It’s interesting. I spend a lot of time listening to and reading the latest on workplace trends. Some people might think that I only focus on job search issues, but in reality, my firms ITtechExec and NoddlePlace work with professionals at all stages in the career management life cycle; specifically, we also spend a lot of time helping people prepare for internal promotions and advancement at their current engagements.
Therefore, to best do that, we look at the value companies place on their leadership and the expectations they have for them.
(I have to admit that I also have an odd fascination with the number of HR and organization strategists out there that espouse leadership styles and even conduct management trainings when they have never been operational leaders themselves.)
For sure, there is a plethora of information out there on the concept of corporate leadership. In fact, I would go so far as to say that there is a cultural obsession over the word “leader”. (I guess that tells us how desperate we are for good ones.) It is not uncommon to come across infographics like the one here from NEC.EDU that dissect leadership into its finer points.
And for the most part, the advice is sensible, albeit surface level. (For instance, we can easily all nod our heads that a good leader “cultivates strategic thinking and innovation” but it’s the application that gets murky. Exactly what does that look like? And can it be turned into a formula to follow?)
In my mind, having once served as a corporate “leader” with ~130 direct reports, companies rarely promote and cultivate true leaders (which is why there is so much analysis on organizational leadership out there; if they were good at it, they wouldn’t need so much of it). One reason is because the way companies hire and promote rarely lines up with what they say they want. Politics, necessity, poor discernment, bad leaders promoting more bad leaders, etc. all come into play.
Then, after poor decisions have been made, they backtrack to try to turn all of these bad/mediocre/worn-out leaders into good ones. And they do that by using a lot of words.
Seminars, seminars, seminars.

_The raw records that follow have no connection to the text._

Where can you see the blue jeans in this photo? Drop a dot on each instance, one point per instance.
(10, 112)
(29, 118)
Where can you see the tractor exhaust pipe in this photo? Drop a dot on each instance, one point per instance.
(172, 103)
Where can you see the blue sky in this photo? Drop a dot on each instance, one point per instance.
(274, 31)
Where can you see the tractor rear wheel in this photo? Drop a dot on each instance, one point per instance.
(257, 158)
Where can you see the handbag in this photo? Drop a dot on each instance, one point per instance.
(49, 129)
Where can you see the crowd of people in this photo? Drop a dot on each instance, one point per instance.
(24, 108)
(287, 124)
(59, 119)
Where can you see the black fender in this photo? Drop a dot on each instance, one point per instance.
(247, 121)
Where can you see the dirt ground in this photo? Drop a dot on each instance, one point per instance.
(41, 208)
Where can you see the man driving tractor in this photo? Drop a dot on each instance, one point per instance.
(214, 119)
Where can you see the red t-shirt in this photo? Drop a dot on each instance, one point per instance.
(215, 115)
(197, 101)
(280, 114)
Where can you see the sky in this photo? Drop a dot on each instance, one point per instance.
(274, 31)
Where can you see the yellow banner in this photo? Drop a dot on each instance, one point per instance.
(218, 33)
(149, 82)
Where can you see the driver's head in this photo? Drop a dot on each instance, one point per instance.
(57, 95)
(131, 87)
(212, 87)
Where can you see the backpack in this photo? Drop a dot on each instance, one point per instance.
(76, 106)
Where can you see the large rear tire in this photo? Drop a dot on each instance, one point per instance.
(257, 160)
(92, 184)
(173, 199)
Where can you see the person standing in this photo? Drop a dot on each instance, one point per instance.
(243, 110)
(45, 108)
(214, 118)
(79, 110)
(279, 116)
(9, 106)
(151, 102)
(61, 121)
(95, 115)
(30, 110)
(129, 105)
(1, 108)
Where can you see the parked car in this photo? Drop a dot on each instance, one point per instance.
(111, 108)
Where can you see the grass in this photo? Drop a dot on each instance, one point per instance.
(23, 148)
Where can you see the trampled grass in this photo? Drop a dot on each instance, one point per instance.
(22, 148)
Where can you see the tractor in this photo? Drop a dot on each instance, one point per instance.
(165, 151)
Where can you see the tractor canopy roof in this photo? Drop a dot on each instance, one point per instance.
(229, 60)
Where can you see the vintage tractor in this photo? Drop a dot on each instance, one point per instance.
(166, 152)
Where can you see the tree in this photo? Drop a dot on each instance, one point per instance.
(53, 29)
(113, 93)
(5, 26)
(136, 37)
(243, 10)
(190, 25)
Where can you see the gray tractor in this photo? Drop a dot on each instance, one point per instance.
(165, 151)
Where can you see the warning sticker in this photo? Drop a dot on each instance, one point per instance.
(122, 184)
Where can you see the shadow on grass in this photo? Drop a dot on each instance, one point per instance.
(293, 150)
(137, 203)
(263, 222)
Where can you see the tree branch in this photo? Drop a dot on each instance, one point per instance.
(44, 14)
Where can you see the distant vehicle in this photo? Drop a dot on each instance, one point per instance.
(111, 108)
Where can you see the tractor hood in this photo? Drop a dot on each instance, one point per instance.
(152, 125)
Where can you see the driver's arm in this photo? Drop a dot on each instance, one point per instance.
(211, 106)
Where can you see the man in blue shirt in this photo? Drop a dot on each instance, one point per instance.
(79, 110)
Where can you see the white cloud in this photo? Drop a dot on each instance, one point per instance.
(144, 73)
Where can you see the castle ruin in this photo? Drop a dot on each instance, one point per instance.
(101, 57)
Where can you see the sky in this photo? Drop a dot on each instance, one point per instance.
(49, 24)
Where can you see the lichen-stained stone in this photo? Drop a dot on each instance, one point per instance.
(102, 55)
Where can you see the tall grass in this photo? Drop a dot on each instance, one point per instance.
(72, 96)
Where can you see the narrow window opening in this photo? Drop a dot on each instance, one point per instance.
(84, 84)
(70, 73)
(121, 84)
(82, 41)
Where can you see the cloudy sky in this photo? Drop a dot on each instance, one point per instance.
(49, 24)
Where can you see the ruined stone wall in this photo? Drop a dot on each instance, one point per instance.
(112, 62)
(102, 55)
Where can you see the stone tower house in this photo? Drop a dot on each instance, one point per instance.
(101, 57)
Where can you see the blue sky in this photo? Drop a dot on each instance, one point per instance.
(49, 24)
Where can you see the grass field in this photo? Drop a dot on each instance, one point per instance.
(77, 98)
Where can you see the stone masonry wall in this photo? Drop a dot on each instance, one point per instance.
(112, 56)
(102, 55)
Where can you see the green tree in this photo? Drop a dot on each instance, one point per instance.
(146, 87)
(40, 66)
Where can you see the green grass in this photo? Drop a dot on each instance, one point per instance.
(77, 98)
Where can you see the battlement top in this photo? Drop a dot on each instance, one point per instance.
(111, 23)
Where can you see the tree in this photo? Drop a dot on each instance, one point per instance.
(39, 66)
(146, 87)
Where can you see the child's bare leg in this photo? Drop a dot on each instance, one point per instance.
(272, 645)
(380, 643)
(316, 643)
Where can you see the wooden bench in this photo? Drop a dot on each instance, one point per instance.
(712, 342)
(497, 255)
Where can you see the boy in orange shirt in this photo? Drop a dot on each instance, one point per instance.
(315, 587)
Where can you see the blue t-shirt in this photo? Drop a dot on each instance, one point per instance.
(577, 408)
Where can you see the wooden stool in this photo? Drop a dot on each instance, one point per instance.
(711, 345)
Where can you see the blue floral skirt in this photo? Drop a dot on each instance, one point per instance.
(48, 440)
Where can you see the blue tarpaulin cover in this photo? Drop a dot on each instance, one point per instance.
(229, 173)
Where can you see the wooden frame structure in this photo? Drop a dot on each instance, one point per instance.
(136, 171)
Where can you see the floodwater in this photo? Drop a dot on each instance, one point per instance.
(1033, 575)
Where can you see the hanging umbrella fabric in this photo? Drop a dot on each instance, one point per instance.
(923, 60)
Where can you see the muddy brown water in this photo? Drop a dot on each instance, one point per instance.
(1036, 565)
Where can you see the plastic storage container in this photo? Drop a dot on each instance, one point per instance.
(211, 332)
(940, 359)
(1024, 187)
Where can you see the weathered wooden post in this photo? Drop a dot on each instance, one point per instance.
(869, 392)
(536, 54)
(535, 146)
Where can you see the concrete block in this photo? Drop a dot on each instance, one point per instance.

Buzzwords, buzzwords, buzzwords. Culture, culture, culture. Soft skills, soft skills, soft skills. The poorly defined mantras are repeated over and over again by the true devotees until they become almost meaningless…if they even had much meaning to begin with.
Why? Because actions speak louder than words.
And not just from the company as a whole but from the “leaders” themselves.
So the more you mass produce leadership-speak, often the less positive the results you get. I’ve yet to meet an effective leader who sits around talking much about leadership; instead he or she is thinking about ways to “operate” more effectively, i.e., to execute. In other words, less talk and more action!
Therefore, although we all like to talk about what makes a good leader; in reality, what we really want is to observe one. And my guess is when you finally do, he or she will be anything but formulaic or fit nicely into an HR training seminar.